Since Liotta’s death, fellow actors and friends have paid tribute to his personal qualities, including his honesty and decency. These qualities extended into his public pronouncements. As the years passed, Liotta became ever more forthright about his dislike for the general state of contemporary filmmaking.
Speaking of the Hollywood blockbuster phenomenon in 2018, Liotta commented that the actors “who are doing the superhero movies are the ones getting the leads in independent movies. Maybe if you get into a horror movie it helps. But right now it’s the superhero guys. But I’m just curious of the shelf life on that. They just beat those movies to death. And you can’t blame the studios, because from their point of view they don’t give a f--- if the movie is good or bad: They need to answer to their shareholders.” (Business Insider)

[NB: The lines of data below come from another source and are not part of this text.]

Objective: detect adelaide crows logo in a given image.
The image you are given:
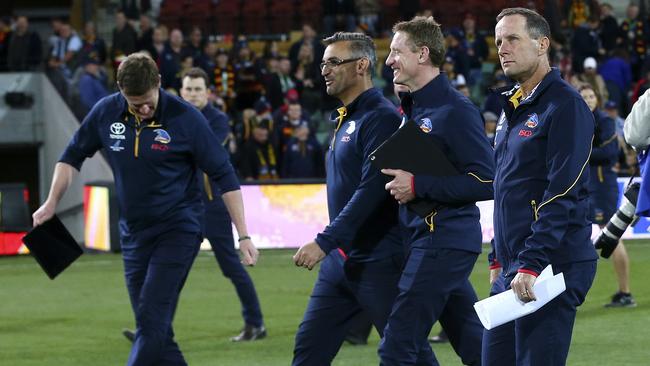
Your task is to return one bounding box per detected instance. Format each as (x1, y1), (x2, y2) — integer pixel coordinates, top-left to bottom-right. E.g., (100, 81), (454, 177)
(420, 118), (433, 133)
(524, 113), (539, 128)
(153, 128), (172, 144)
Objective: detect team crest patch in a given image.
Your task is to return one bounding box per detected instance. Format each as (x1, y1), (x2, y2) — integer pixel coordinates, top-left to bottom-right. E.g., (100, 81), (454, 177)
(153, 128), (172, 144)
(524, 113), (539, 128)
(420, 118), (433, 133)
(345, 121), (357, 135)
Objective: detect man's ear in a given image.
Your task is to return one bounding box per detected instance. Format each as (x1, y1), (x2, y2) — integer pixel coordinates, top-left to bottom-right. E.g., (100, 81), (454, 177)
(418, 46), (429, 64)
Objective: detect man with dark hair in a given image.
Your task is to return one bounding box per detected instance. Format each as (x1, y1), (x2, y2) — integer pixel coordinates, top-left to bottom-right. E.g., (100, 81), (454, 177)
(293, 33), (433, 366)
(181, 67), (266, 342)
(379, 17), (494, 365)
(483, 8), (598, 366)
(33, 53), (258, 366)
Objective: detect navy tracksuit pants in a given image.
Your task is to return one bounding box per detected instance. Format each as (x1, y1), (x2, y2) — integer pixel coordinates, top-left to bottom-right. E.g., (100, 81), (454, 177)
(122, 227), (201, 366)
(292, 250), (433, 366)
(483, 261), (596, 366)
(204, 206), (264, 327)
(379, 248), (483, 366)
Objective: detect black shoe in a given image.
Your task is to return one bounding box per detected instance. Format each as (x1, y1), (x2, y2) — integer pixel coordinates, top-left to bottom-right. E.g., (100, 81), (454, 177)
(429, 330), (449, 343)
(122, 328), (135, 343)
(605, 291), (636, 308)
(230, 324), (266, 342)
(345, 334), (368, 346)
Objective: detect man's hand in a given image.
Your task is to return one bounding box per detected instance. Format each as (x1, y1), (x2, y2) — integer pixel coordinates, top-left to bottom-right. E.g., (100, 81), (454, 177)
(381, 169), (415, 204)
(510, 272), (537, 302)
(293, 241), (325, 271)
(32, 201), (55, 227)
(239, 238), (260, 266)
(490, 268), (501, 285)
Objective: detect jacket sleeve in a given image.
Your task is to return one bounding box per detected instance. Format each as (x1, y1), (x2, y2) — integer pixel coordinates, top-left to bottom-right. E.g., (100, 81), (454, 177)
(59, 100), (107, 170)
(519, 98), (594, 274)
(316, 111), (400, 253)
(623, 89), (650, 150)
(187, 110), (239, 194)
(414, 107), (494, 204)
(589, 112), (618, 164)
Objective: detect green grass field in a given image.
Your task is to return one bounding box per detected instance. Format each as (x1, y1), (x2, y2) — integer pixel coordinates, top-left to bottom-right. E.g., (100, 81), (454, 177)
(0, 241), (650, 366)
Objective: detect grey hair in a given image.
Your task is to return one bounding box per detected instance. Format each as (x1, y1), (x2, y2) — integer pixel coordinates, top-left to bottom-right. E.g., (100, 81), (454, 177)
(497, 8), (551, 39)
(323, 32), (377, 75)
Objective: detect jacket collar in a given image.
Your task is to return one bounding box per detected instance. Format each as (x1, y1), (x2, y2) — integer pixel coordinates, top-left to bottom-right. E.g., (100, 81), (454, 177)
(401, 72), (451, 118)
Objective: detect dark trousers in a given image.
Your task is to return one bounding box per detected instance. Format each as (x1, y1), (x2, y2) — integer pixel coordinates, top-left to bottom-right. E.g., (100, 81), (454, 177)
(379, 248), (483, 366)
(122, 231), (200, 366)
(292, 251), (431, 366)
(483, 261), (596, 366)
(205, 213), (264, 327)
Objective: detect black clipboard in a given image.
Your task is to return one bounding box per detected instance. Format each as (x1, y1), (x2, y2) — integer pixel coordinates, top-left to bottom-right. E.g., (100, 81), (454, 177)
(370, 120), (460, 217)
(23, 215), (83, 280)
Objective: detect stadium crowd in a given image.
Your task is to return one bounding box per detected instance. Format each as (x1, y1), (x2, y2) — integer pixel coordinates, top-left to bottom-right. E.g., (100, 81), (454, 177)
(0, 0), (650, 180)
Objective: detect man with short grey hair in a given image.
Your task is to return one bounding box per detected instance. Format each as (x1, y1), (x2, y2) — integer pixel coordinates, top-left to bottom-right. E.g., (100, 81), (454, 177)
(293, 33), (433, 366)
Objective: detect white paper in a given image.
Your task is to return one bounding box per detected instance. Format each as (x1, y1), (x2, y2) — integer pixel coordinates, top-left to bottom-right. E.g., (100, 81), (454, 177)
(474, 264), (566, 330)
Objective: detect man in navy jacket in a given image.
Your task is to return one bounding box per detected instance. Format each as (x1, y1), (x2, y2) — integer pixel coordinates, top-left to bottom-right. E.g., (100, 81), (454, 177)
(33, 53), (258, 366)
(181, 67), (266, 342)
(483, 8), (597, 365)
(293, 33), (433, 366)
(379, 17), (494, 365)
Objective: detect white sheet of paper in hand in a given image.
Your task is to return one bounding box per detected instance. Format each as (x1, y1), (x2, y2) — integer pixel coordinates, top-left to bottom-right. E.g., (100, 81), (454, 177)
(474, 264), (566, 330)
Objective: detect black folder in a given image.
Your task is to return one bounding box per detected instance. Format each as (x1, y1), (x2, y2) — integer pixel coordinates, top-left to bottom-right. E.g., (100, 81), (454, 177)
(23, 215), (83, 280)
(370, 120), (460, 217)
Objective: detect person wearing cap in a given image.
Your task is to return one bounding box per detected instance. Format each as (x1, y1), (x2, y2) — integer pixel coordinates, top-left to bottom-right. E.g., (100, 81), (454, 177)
(482, 8), (598, 366)
(292, 32), (433, 366)
(33, 53), (258, 366)
(570, 57), (609, 103)
(379, 17), (494, 365)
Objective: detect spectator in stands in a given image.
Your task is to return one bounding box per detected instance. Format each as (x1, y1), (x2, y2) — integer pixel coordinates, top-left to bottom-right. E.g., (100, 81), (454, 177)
(289, 23), (325, 82)
(266, 57), (297, 110)
(621, 2), (650, 80)
(160, 28), (183, 90)
(445, 29), (470, 80)
(185, 27), (205, 61)
(0, 17), (11, 72)
(571, 16), (604, 74)
(145, 24), (169, 64)
(111, 11), (138, 70)
(354, 0), (381, 37)
(571, 57), (609, 103)
(281, 121), (325, 178)
(136, 14), (155, 53)
(233, 41), (264, 110)
(462, 13), (490, 86)
(599, 3), (623, 54)
(239, 119), (279, 181)
(630, 65), (650, 105)
(79, 21), (107, 65)
(212, 48), (237, 111)
(323, 0), (356, 35)
(292, 43), (324, 113)
(7, 16), (42, 71)
(78, 55), (109, 114)
(598, 47), (632, 112)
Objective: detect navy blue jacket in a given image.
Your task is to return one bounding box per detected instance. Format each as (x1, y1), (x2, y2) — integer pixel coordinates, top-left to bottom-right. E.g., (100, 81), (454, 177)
(589, 109), (618, 192)
(400, 73), (494, 253)
(59, 90), (239, 235)
(316, 88), (404, 261)
(494, 69), (597, 276)
(199, 103), (235, 230)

In 2021, in a profile, the Irish Times noted that Liotta had “frequently decried the film industry’s obsession with opening weekends and numbers. ‘It’s not what I signed up for,’ he says. ‘It’s been like that since Jaws,’ he says. ‘And it’s killing the acting profession. I think of all the great actors in the early ’70s who made me want to act. Would they have found work in most of the films they’re making now? I doubt it. Everything is different now.”
Both Liotta’s intensity and intelligence will be missed.